Another example: you have a web application consisting of a few microservices, but it is deployed and configured manually without any automation and thus cannot be easily updated. This is not a Cloud Native approach. If you forgot about microservices in the meantime, here is a definition one more time .

Microservices

These are small applications that work together as a part of a larger application or service. Each microservice could be responsible for a single feature of a big application and communicate with other microservices over the network. This is the opposite of monolithic applications, which bundle all functionality and logic in one big deployable piece (tightly coupled).

In practice, to implement a Cloud Native application, you’ll most likely turn to microservices. Microservices are loosely coupled, which makes it possible to scale, develop, and update them independently from each other. Microservices solve many problems but they also add operational overhead as their number grows, and that is why many of the Cloud Native technologies such as Kubernetes and Helm aim to make microservices easy to deploy, manage, and scale.

Again, strictly speaking, you are not required to run microservices managed by Kubernetes to have Cloud Native architecture. But this combination of containerized, small, loosely coupled applications orchestrated by Kubernetes works very well and paves the way toward Cloud Native.
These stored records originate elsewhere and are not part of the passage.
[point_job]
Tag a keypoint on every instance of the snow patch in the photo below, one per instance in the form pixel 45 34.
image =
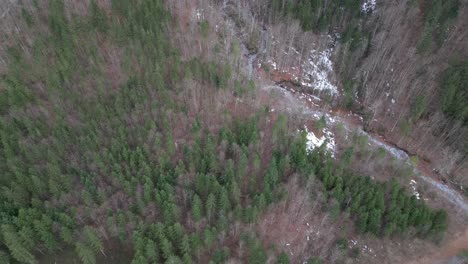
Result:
pixel 314 142
pixel 413 184
pixel 368 6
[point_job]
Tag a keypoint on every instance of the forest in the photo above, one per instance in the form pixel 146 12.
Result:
pixel 111 138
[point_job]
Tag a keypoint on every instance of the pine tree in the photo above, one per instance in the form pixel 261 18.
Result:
pixel 210 206
pixel 166 248
pixel 196 208
pixel 85 253
pixel 283 258
pixel 15 245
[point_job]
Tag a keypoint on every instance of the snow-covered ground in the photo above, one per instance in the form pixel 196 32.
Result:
pixel 368 6
pixel 314 142
pixel 413 185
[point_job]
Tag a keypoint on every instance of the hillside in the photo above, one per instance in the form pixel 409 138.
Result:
pixel 208 131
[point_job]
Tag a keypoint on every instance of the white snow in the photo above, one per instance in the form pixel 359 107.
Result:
pixel 314 142
pixel 199 14
pixel 368 6
pixel 317 72
pixel 413 184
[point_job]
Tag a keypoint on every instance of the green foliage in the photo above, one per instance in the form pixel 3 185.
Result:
pixel 454 92
pixel 383 209
pixel 283 258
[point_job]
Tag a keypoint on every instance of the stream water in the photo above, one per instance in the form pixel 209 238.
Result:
pixel 445 191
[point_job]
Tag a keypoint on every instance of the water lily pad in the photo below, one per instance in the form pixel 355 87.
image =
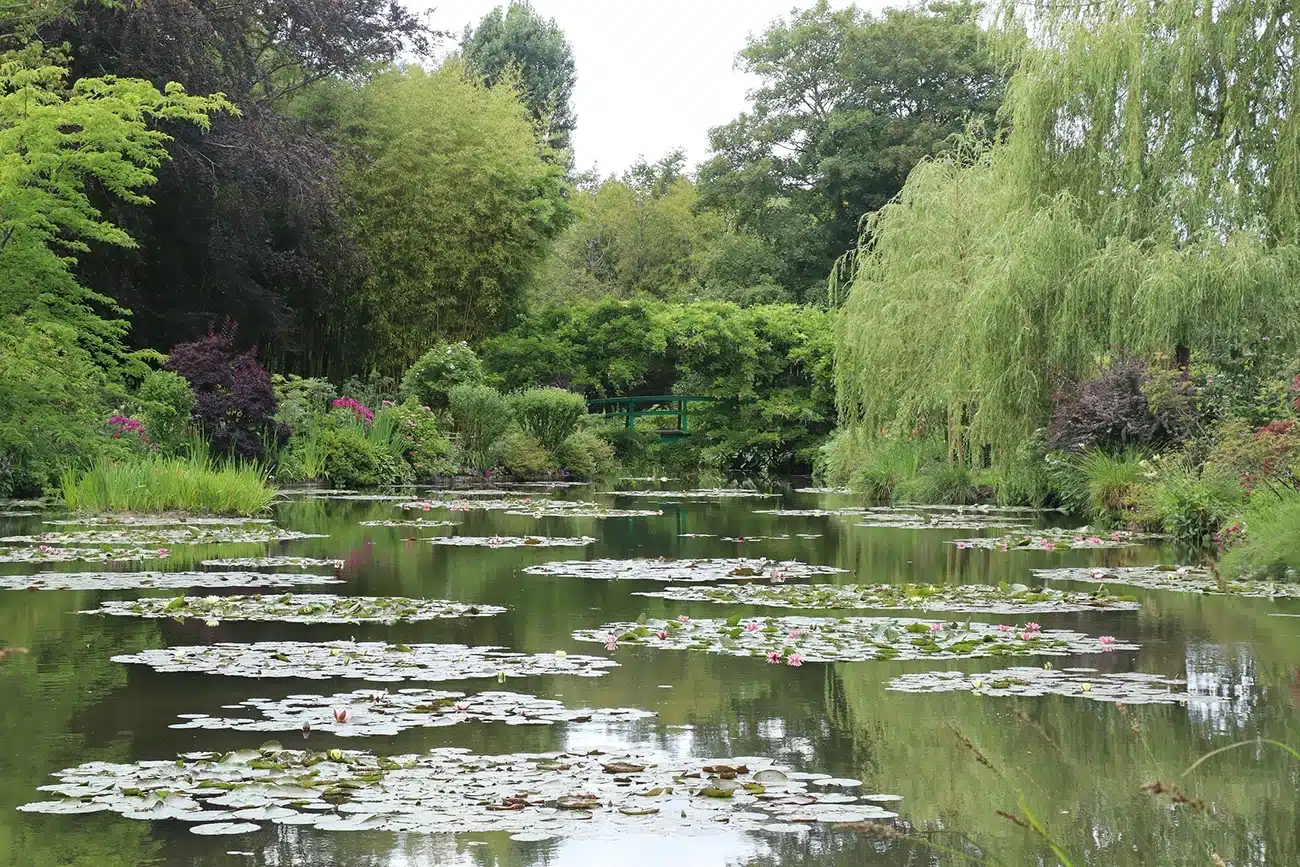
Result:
pixel 274 562
pixel 1056 540
pixel 1125 688
pixel 53 554
pixel 1015 599
pixel 666 569
pixel 453 790
pixel 796 641
pixel 156 520
pixel 412 521
pixel 705 493
pixel 290 607
pixel 373 660
pixel 1179 579
pixel 161 580
pixel 512 541
pixel 367 712
pixel 142 536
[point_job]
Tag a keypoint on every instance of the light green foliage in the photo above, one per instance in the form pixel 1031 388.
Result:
pixel 455 204
pixel 61 363
pixel 168 402
pixel 148 484
pixel 768 367
pixel 848 104
pixel 518 42
pixel 425 445
pixel 438 371
pixel 645 234
pixel 585 454
pixel 523 455
pixel 300 401
pixel 549 415
pixel 1270 540
pixel 480 416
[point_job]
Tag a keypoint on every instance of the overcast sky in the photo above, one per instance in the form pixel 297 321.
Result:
pixel 651 74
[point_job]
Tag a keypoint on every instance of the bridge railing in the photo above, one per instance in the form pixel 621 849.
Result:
pixel 654 407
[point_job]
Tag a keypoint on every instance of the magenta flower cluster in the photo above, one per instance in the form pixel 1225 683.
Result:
pixel 362 411
pixel 125 424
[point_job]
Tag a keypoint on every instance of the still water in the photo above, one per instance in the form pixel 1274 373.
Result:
pixel 1078 766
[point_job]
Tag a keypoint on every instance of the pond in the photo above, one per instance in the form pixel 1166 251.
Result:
pixel 718 712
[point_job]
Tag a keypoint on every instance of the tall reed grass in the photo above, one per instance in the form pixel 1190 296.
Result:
pixel 194 484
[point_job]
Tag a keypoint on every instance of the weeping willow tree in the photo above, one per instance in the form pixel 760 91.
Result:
pixel 1144 200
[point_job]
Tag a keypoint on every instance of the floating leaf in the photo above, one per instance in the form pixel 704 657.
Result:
pixel 372 660
pixel 914 597
pixel 297 608
pixel 666 569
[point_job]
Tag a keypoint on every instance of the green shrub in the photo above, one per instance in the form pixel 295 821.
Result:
pixel 480 416
pixel 550 415
pixel 521 454
pixel 302 401
pixel 349 459
pixel 1269 538
pixel 168 403
pixel 1191 506
pixel 1097 484
pixel 169 485
pixel 427 447
pixel 585 455
pixel 438 371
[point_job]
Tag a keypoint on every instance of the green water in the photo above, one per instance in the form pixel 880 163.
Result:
pixel 1078 764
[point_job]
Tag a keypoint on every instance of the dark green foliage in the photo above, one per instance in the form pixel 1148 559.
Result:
pixel 768 367
pixel 848 104
pixel 549 415
pixel 438 371
pixel 480 415
pixel 518 42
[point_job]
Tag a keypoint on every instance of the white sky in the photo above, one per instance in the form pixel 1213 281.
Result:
pixel 651 74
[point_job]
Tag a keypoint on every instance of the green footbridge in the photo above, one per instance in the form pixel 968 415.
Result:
pixel 651 406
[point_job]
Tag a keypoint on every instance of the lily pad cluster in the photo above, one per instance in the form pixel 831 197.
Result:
pixel 1179 579
pixel 980 598
pixel 1056 540
pixel 290 607
pixel 453 790
pixel 412 521
pixel 156 520
pixel 56 554
pixel 367 712
pixel 703 493
pixel 156 580
pixel 373 660
pixel 1123 688
pixel 199 534
pixel 514 541
pixel 802 640
pixel 274 562
pixel 666 569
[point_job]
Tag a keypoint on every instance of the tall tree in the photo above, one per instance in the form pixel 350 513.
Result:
pixel 247 221
pixel 848 104
pixel 455 207
pixel 518 42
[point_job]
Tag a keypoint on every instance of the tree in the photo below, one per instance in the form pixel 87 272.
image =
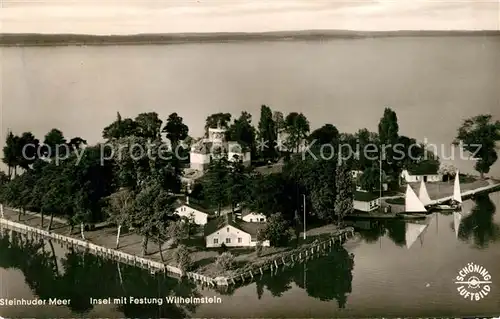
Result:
pixel 177 231
pixel 365 138
pixel 225 261
pixel 297 129
pixel 279 122
pixel 388 130
pixel 243 132
pixel 153 210
pixel 277 231
pixel 148 125
pixel 269 193
pixel 216 120
pixel 176 130
pixel 76 143
pixel 12 194
pixel 183 258
pixel 120 209
pixel 478 136
pixel 267 133
pixel 327 134
pixel 237 182
pixel 370 179
pixel 215 182
pixel 4 178
pixel 344 198
pixel 120 128
pixel 448 171
pixel 27 150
It is much, much easier to implement resiliency, autoscaling, controllable rolling updates, and observability with Kubernetes and containers than doing so with many virtual machines (VMs) and homegrown shell scripts. Kubernetes is also infrastructure-agnostic, which makes it very attractive for many environments and use cases. It can run on bare-metal servers, on VMs, in public and private clouds, and could be consumed as a managed service or run in a hybrid environment consisting of cloud resources and on-premises data centers.

Now, before diving deeper into some of the aspects, let’s see at a high level the benefits Cloud Native provides:

  • Reduced time to market (TTM) – A high degree of automation and easy updates make it possible to deliver new Cloud Native application features rapidly, which offers a competitive advantage for many businesses.
  • Cost efficiency – Cloud Native applications scale based on demand, which means paying only for resources required and eliminating waste.
  • Higher reliability – Cloud Native applications can self-heal and automatically recover from failures. This means reduced system downtime, resulting in a better user experience.
  • Scalability and flexibility – Microservices can be scaled, developed, and updated individually allowing us to handle various scenarios and provide more flexibility for development teams.
  • No vendor lock-in – With the right approach and use of open source technologies, a Cloud Native application could be shifted between different infrastructures or cloud providers with minimum effort.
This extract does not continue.